The percentage of times a keyword appears relative to total word count, largely replaced by NLP-based optimization.
Keyword density is the percentage of times a target keyword appears in content relative to the total word count. Calculated by dividing keyword occurrences by total words and multiplying by 100, this metric was once a cornerstone of SEO optimization. A page with 1,000 words containing a keyword 20 times would have a 2% keyword density.

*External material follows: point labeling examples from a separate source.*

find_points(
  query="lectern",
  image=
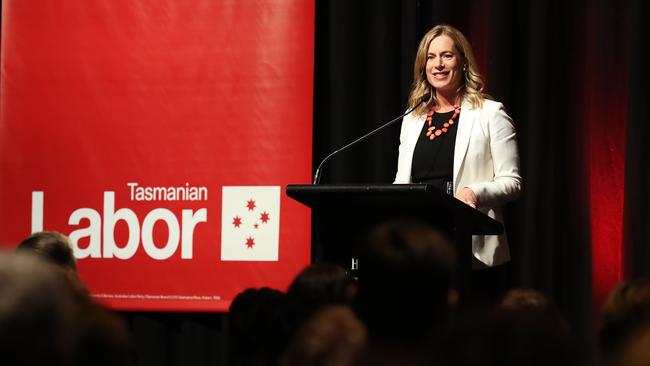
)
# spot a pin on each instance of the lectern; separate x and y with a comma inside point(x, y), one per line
point(342, 213)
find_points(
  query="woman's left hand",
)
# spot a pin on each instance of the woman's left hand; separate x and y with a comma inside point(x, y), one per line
point(467, 196)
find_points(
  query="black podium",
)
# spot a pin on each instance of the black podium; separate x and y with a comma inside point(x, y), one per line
point(341, 214)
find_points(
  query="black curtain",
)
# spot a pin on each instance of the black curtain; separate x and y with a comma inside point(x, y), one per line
point(533, 55)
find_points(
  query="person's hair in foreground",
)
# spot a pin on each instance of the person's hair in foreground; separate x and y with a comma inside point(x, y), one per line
point(318, 285)
point(258, 331)
point(471, 87)
point(45, 320)
point(332, 336)
point(405, 275)
point(625, 314)
point(52, 246)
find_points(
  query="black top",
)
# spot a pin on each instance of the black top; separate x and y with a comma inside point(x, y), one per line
point(433, 160)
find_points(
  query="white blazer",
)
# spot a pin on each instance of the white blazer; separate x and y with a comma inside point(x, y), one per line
point(486, 160)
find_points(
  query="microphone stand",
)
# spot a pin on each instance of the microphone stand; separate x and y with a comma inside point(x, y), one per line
point(369, 134)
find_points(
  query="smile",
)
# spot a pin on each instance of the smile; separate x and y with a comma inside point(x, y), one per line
point(440, 75)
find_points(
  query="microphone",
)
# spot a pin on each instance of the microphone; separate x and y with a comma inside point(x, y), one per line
point(423, 99)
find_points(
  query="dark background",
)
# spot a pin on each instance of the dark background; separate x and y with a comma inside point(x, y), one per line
point(568, 72)
point(560, 67)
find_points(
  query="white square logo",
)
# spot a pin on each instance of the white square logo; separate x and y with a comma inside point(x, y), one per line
point(250, 223)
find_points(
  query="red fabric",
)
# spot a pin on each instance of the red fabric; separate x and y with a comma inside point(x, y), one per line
point(161, 92)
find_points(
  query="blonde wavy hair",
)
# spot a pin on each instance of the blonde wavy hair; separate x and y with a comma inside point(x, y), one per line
point(471, 88)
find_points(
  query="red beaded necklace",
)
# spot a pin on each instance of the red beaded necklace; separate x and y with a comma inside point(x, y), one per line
point(432, 132)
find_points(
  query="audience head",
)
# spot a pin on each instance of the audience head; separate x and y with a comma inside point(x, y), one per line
point(332, 336)
point(37, 313)
point(52, 246)
point(525, 299)
point(625, 312)
point(257, 327)
point(321, 284)
point(405, 274)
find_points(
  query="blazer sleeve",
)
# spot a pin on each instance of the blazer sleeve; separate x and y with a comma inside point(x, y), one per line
point(506, 183)
point(403, 175)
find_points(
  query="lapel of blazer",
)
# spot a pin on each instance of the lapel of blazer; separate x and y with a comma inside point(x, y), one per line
point(465, 124)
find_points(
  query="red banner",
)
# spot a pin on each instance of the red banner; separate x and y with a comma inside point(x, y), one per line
point(159, 135)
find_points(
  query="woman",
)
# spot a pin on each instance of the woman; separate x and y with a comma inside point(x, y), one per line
point(459, 141)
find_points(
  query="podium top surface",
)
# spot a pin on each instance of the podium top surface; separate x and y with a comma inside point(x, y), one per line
point(417, 199)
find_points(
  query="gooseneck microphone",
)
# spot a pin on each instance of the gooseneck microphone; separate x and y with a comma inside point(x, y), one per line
point(424, 98)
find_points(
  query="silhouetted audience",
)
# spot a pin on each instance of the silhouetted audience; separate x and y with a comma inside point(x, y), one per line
point(625, 316)
point(404, 291)
point(316, 286)
point(44, 320)
point(258, 329)
point(51, 246)
point(332, 336)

This metric dominated SEO strategy for over a decade, with practitioners religiously targeting 2-5% density ranges. However, modern search algorithms have evolved far beyond simple keyword counting, making density largely obsolete as a primary optimization signal.
Why It Matters for AI SEO
Google's AI systems like BERT, MUM, and neural matching have fundamentally changed how search engines understand content relevance. Instead of counting keyword repetitions, these models analyze semantic meaning, context, and topical relationships. A page about "digital marketing strategies" might rank for "online advertising techniques" without ever using that exact phrase. Modern AI-powered SEO tools reflect this evolution. Platforms like Clearscope and MarketMuse focus on semantic relevance scores rather than keyword density percentages. They analyze top-ranking pages to identify related terms, entities, and concepts that create comprehensive topical coverage. This shift from keyword counting to meaning understanding represents the most significant change in on-page optimization since search engines began.
How It Works in Practice
Today's content optimization workflow prioritizes natural language over mechanical keyword insertion. Tools like SurferSEO still display keyword density but emphasize their "content score" that weighs semantic relevance more heavily. Writers should focus on covering topics thoroughly rather than hitting specific density targets. Effective modern optimization involves using primary keywords naturally in key positions (title, H1, early paragraphs) while building semantic richness through related terms. Frase's content briefs, for example, suggest topic clusters and related entities rather than specific keyword repetition counts. This approach creates content that satisfies user intent while avoiding the awkward phrasing that high-density optimization often produced.
Common Mistakes
The biggest misconception is that keyword density still drives rankings. Many practitioners continue targeting arbitrary percentage ranges, creating stilted content that feels unnatural to readers. Over-optimization through forced keyword insertion can trigger Google's spam detection systems, particularly the Helpful Content algorithm that specifically targets content created primarily for search engines rather than users. Another common error is ignoring keyword density entirely. While not a ranking factor, zero mention of target keywords signals poor topical focus. The goal isn't hitting a magic percentage but ensuring your primary keywords appear naturally while building comprehensive semantic coverage around your topic.